# Kimber Ultra Aegis II



## RugerLuger (Apr 13, 2016)

I have a chance to pick one up for $700. Opinions appreciated.


----------



## krunchnik (Nov 27, 2011)

That's a smoking hot deal if its in good shape-I purchased a Kimber Aegis Pro II for $995.00 and thought it was a deal.Not only does a used one hardly come up for sale but at a good deal to boot.Kimbers retail is in the $1300.00 range and anything on gunbroker is not much cheaper than around $1100.00.I had the Ultra Aegis and stupidly sold it to a friend who promptly had it stolen out of his truck-I was actually ill when he told me about it.The Ultra I owned had never experienced any type of failure-A joy to shoot-I think thats why I bought the Pro.


----------



## RugerLuger (Apr 13, 2016)

Thanks.

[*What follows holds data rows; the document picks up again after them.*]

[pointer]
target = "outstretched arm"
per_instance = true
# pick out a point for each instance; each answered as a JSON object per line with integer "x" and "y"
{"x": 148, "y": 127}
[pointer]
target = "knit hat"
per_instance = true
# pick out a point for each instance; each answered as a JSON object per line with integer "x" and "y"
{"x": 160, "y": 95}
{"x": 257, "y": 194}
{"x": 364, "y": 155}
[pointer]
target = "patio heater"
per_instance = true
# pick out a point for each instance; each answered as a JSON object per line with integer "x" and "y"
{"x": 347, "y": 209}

I was checking gunbroker, seller says it's like new. Going to look tomorrow. If I buy pics will be posted


----------



## RugerLuger (Apr 13, 2016)

RugerLuger said:


> Thanks. I was checking gunbroker, seller says it's like new. Going to look tomorrow. If I buy pics will be posted


bought it, like new. Put pics in Kimber photo thread.


----------